Desmond Utilities

The Desmond distribution contains a number of utilities for performing a range of specific tasks, apart from those described previously. These can be run with $SCHRODINGER/run. Use the -h option to see the usage message (which is included in the documentation and linked below by the script name).

System Preparation

relax_membrane.py—relax a membrane-containing system

The relax_membrane.py script allows you to prepare a membrane relaxation through command line.

To use the membrane relaxation protocol:

1. Save your newly built protein-membrane system in a CMS file (referred to here as protein-membrane.cms).

2. Run the script to prepare the necessary input files:

   $SCHRODINGER/run relax_membrane.py -i protein-membrane.cms \
       -t temperature -j protein-membrane 

3. Run the membrane relaxation protocol using the command

   $SCHRODINGER/utilities/multisim -JOBNAME protein-membrane \
       -HOST myhost -mode umbrella -i protein-membrane-in.cms \
       -m protein-membrane.msj -o protein-membrane-out.cms \
   						-set 'stage[1].set_family.md.jlaunch_opt = ["-gpu"]'

This process may take some time since it equilibrates the system in stages for about 1.2 ns. The file protein-membrane-out.cms should be reasonably well equilibrated and can be used as input for the production simulation for your system.

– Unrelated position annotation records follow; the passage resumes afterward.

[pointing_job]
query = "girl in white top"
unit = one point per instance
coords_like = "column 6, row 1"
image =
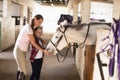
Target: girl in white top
column 24, row 38
column 36, row 57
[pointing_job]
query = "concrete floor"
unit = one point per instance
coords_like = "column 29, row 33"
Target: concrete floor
column 51, row 70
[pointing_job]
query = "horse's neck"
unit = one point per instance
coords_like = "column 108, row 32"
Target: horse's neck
column 78, row 36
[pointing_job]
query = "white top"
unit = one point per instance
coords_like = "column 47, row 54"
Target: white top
column 40, row 53
column 23, row 39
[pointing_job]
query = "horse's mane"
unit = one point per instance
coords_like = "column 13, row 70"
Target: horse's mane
column 80, row 26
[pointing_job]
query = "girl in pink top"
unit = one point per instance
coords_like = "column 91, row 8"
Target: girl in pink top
column 24, row 38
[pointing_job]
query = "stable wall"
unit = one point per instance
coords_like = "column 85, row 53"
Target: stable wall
column 7, row 33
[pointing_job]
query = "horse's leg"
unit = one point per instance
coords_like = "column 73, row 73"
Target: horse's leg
column 80, row 62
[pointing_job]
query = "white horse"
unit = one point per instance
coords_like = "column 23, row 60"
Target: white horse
column 82, row 33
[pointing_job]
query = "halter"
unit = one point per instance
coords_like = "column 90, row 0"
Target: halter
column 68, row 44
column 56, row 44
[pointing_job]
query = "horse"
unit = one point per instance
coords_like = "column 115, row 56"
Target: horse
column 82, row 34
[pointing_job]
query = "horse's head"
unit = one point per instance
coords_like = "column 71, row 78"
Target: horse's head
column 63, row 17
column 58, row 41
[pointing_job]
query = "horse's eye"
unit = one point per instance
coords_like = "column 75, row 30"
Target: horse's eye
column 56, row 36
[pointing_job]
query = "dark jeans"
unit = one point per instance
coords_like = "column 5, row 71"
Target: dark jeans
column 36, row 69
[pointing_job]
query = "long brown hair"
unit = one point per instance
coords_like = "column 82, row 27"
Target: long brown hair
column 38, row 16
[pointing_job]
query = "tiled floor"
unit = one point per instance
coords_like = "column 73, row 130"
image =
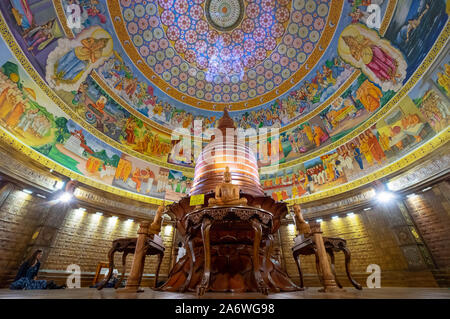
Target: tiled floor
column 309, row 293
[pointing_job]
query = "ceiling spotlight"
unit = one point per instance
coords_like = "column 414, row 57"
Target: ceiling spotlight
column 65, row 197
column 385, row 197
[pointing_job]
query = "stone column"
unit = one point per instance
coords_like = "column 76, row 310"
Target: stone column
column 328, row 278
column 5, row 190
column 137, row 267
column 47, row 229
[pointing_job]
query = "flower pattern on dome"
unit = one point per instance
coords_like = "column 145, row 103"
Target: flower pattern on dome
column 284, row 32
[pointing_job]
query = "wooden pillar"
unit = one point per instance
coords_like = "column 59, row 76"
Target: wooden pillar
column 328, row 278
column 137, row 267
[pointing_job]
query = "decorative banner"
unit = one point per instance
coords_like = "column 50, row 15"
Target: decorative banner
column 197, row 200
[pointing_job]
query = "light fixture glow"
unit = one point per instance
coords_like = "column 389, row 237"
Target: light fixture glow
column 65, row 197
column 59, row 185
column 168, row 230
column 385, row 197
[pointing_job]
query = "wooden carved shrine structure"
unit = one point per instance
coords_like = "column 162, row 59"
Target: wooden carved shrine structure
column 228, row 238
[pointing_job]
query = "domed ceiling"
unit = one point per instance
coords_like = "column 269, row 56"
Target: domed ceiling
column 352, row 87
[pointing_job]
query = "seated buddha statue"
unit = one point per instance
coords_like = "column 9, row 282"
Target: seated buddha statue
column 227, row 193
column 302, row 227
column 155, row 226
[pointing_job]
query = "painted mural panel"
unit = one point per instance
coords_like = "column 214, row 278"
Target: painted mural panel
column 417, row 118
column 382, row 64
column 27, row 113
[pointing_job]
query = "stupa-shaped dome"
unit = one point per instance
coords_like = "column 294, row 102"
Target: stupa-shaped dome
column 223, row 151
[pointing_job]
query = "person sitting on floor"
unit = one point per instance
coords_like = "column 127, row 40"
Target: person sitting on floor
column 26, row 277
column 112, row 282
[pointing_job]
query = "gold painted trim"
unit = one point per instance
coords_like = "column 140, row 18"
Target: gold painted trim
column 389, row 13
column 127, row 44
column 14, row 143
column 62, row 18
column 440, row 140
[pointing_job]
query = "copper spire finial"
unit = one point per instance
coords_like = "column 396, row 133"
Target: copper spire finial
column 226, row 121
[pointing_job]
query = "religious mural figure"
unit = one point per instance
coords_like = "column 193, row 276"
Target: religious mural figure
column 376, row 57
column 72, row 60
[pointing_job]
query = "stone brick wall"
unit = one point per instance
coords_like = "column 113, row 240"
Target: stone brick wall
column 431, row 211
column 373, row 237
column 383, row 235
column 85, row 239
column 19, row 216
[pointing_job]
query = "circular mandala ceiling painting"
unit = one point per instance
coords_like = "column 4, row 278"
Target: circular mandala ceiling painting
column 224, row 15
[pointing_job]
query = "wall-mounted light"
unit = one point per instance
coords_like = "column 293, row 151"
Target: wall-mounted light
column 59, row 185
column 65, row 197
column 385, row 197
column 291, row 228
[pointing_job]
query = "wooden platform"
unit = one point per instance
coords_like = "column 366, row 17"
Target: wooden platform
column 309, row 293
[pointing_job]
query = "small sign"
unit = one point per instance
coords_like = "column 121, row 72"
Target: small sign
column 197, row 200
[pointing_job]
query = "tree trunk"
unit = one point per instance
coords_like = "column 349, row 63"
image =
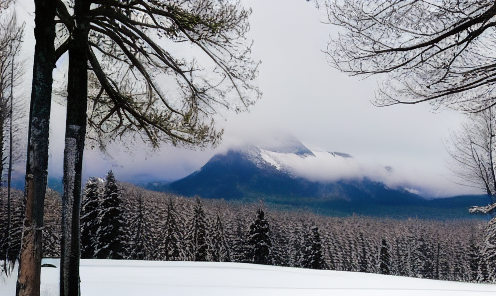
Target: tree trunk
column 28, row 282
column 73, row 153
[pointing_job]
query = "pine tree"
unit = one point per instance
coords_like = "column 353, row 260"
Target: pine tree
column 316, row 259
column 384, row 258
column 260, row 243
column 110, row 234
column 474, row 260
column 198, row 233
column 137, row 232
column 89, row 217
column 363, row 263
column 219, row 248
column 171, row 234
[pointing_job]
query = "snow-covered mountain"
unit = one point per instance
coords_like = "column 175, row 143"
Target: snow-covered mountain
column 288, row 169
column 287, row 173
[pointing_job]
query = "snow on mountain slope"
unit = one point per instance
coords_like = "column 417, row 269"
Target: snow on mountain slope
column 133, row 278
column 298, row 161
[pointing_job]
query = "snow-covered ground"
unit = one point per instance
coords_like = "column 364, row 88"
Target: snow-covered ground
column 132, row 278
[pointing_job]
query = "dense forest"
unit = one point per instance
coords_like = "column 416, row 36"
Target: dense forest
column 122, row 221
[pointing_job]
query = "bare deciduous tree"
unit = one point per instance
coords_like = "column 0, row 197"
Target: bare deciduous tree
column 11, row 71
column 472, row 149
column 28, row 281
column 437, row 51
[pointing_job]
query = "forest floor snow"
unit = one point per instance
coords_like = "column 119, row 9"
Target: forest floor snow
column 132, row 278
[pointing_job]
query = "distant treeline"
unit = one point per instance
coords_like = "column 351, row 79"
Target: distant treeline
column 128, row 222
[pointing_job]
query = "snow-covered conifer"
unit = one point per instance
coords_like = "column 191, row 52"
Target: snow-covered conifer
column 219, row 250
column 260, row 242
column 384, row 267
column 313, row 257
column 110, row 234
column 90, row 208
column 198, row 233
column 171, row 234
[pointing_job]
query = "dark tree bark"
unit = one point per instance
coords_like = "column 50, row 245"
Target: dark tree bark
column 28, row 282
column 77, row 89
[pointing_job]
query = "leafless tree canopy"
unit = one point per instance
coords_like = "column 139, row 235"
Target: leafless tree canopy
column 146, row 76
column 11, row 71
column 472, row 151
column 441, row 51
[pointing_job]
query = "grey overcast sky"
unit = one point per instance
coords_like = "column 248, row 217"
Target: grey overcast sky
column 304, row 96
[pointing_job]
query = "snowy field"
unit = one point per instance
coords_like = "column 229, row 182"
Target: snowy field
column 132, row 278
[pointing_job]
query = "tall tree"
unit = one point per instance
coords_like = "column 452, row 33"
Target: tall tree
column 110, row 233
column 28, row 281
column 120, row 41
column 172, row 234
column 384, row 258
column 75, row 134
column 198, row 233
column 313, row 257
column 437, row 51
column 260, row 242
column 220, row 251
column 11, row 71
column 89, row 217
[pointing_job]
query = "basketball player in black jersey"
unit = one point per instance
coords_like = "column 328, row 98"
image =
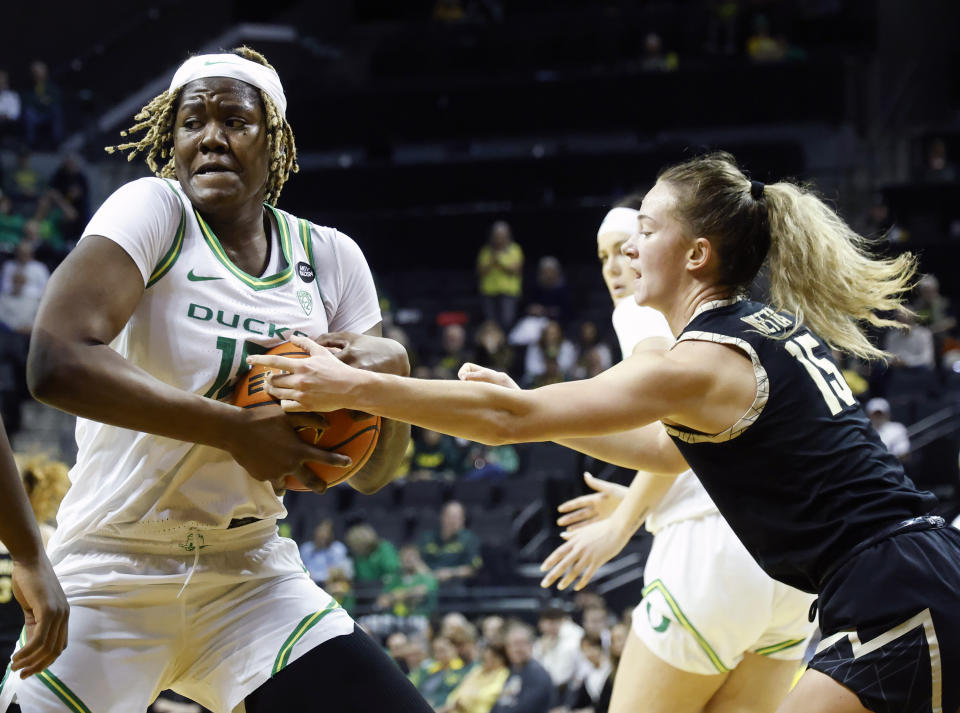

rebuild_cms.py—rebuild a model system from structures

After editing the structure in a .cms file and exporting from Maestro, it will only contain the full system CT (solute and solvent are in a single entry) and lack the force field assignment. You can rebuild the full Desmond model system using this .cms file on the command line:

$SCHRODINGER/run rebuild_cms.py -make_comp_ct [-solvent_asl ASL] [-membrane_asl ASL] input.mae output.cms

The solvent and the membrane are automatically detected, but you can specify them by using ASL expressions. If the box vector is not present, the box size is estimated from the system size.

If you have a .cms file with just the component CTs instead, you can create a full model system using the following command: 

$SCHRODINGER/run rebuild_cms.py -make_full_ct input.cms output.cms

Analyzing Desmond Simulations

• analyze_simulation.py—perform geometric analyses and energy group analyses on trajectories.
• analyze_trajectory_ppi.py—analyze protein-protein interactions within trajectories.
• rdf.py—calculate the radial distribution function of selected atoms from a trajectory.
• trajectory_analyze_hbonds.py—records the number of hydrogen bonds in each frame of a trajectory.
• trajectory_asl_monitor.py—monitor the number of atom groups within a specified distance of another atom group during a trajectory.
• trajectory_bfactors.py—write a single structure with RMSF and B-factors calculated for a trajectory.
• trajectory_binding_site_id.py—run a SiteMap calculation on each frame of a trajectory to identify transient binding sites.
• trajectory_binding_site_volumes.py—run a SiteMap calculation on each frame of a trajectory.
• trajectory_dihedral.py—measure common dihedral angles for a trajectory, for example “phi”, and “psi” angles.
• trj_center.py—translate all atoms so that the specified atoms stay in the center (origin) of the simulation box.
• trj_cluster.py—cluster trajectories based on the RMSD of a specified atom selection.
• trj_essential_dynamics.py—run a protein essential dynamics analysis [36].
• trj_occupancy.py—generate a 3D occupancy map accumulated over a trajectory for a specified atom selection. The map can be imported into Maestro for display.

Manipulating Trajectories

• dtr2xtc.py—convert trajectory from DTR format to XTC format.
• frame2cms.py—convert trajectory frames to CMS files.
• trj_align.py—align a trajectory on a specified atom selection.
• trj_extract_subsystem.py—create a new CMS file and trajectory for a subsystem of the input system, defined by a specified atom selection.
• trj_info.py—print out general information about the model system and the trajectory.
• trj_merge.py—merge multiple trajectories.
• trj_parch.py—reduce the size of a trajectory by removing unneeded water molecules.
• trj_rescue.py—attempt to recover a corrupted trajectory in which some frames were not saved correctly.
• trj_slice.py—create new trajectory with a smaller number of frames.
• trj_unwrap.py—create new trajectory with the position of selected atoms unwrapped according to the model system's periodic boundary conditions.
• trj_wrap.py—create new trajectory with all atoms placed inside the simulation box.
• trj2mae.py—convert trajectory frames to plain Maestro files (.maegz).